There is a thin line between the healthy creative thinking and the unhealthy psychotic thinking. This fine line can be easily crossed, from creativity to madness which appears to be like walking the edge between sanity and insanity. The real challenge is how to deal with the gifted to ensure that the line between their valued production and the destruction behavior not to be crossed. In our opinion, we should not ignore the link of certain types of psychological problems with creative production, but in the same time we should not ignore the fact that for each gifted individual observed with mental illness there are many more healthy gifted individuals. Although thinking processes of high creatives and those of psychotics may be appear similar on the surface, but they are very different fundamentally. Most of the creative people who were able to use their talents to create valued production, learn to work with other talented individuals, establish normal relationships and involve in various outside activities developed well as adults.

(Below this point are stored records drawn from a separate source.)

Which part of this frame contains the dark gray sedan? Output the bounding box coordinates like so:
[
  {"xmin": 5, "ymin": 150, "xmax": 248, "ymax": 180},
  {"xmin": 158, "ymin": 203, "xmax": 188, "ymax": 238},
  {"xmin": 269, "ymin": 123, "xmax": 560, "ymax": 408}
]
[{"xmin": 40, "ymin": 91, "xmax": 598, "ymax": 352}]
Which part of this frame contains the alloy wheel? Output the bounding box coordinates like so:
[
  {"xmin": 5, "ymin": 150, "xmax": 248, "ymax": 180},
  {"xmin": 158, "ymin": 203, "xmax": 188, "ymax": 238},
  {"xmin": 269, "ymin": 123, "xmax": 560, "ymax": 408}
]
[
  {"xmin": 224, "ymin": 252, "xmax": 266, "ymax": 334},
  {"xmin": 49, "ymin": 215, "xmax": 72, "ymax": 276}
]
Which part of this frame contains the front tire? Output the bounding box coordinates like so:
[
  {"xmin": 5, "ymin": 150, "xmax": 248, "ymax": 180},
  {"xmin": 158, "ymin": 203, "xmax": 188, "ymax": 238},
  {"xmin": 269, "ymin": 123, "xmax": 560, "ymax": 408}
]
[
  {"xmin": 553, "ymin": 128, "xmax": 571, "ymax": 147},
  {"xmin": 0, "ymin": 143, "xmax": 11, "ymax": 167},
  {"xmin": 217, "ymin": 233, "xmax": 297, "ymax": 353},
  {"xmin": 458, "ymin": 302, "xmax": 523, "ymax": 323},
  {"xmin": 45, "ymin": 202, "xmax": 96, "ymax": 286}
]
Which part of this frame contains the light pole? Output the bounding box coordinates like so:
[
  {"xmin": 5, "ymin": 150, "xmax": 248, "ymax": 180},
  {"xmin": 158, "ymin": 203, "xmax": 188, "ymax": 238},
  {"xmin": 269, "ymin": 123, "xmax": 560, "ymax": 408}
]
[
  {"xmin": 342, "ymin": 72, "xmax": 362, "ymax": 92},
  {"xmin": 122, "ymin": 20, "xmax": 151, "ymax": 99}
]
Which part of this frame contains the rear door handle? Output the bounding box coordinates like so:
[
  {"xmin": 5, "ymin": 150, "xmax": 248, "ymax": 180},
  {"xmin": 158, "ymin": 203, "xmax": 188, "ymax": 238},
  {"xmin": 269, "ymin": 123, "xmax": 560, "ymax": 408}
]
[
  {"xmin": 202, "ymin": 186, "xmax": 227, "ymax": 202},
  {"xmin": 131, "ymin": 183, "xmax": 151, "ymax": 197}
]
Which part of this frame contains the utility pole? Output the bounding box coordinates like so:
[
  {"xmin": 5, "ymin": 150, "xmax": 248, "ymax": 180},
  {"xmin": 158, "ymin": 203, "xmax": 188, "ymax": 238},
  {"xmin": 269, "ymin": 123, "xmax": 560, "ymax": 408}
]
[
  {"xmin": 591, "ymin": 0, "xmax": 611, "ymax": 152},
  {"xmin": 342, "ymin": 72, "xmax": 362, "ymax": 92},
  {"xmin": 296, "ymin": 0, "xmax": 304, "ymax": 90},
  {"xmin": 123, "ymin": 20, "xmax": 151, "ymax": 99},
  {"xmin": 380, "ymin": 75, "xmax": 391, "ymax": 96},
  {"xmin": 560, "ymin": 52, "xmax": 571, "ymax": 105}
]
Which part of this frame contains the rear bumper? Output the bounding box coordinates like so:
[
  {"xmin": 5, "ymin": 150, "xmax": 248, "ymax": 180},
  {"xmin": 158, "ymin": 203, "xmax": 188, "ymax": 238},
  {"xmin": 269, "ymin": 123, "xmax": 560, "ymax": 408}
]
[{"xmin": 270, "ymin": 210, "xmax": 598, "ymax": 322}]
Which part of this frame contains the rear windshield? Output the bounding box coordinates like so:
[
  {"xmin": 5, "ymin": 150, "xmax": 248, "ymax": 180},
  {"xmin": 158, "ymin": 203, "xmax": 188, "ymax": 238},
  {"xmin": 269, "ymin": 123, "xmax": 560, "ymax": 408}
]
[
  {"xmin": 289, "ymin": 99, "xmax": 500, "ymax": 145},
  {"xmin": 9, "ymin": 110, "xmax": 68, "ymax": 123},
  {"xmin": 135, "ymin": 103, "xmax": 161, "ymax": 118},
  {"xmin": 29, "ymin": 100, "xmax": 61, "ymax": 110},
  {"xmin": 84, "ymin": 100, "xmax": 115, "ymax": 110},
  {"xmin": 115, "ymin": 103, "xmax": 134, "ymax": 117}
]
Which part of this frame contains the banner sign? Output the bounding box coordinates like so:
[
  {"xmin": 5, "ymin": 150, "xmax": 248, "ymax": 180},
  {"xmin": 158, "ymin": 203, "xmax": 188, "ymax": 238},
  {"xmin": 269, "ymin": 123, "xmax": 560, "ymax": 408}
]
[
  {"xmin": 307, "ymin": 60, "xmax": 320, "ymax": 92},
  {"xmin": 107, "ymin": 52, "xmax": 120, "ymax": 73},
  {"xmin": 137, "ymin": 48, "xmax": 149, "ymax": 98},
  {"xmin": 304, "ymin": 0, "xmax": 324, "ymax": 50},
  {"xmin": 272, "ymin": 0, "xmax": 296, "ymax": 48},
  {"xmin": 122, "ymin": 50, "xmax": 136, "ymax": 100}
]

Our duty as teachers is to be aware of their emotional and social problems and to understand the unique challenges in teaching gifted kids. Many of them suffer from social miscues, anxiety to achieve, and extreme self-criticism. Some of them are underachieved, or when achieved, their achievements and work are not appreciated enough. These emotional problems can be developed into mental illnesses which may be found in highly creative people. We need to implement effective strategies to assist the young gifted to grow in a healthy positive environment. We must provide differentiated emotional support and mood management to help their social and emotional development. We need to understand that the creative thinking does often cause anxiety, which may affect their production so necessary accommodations is required to reduce anxiety. Sometimes, it is required to tolerate some degree of irrationality or deviance since such behaviors are more common among gifted students. However, we should not encourage the historical thoughts that link creativity with destructive deviant behaviors.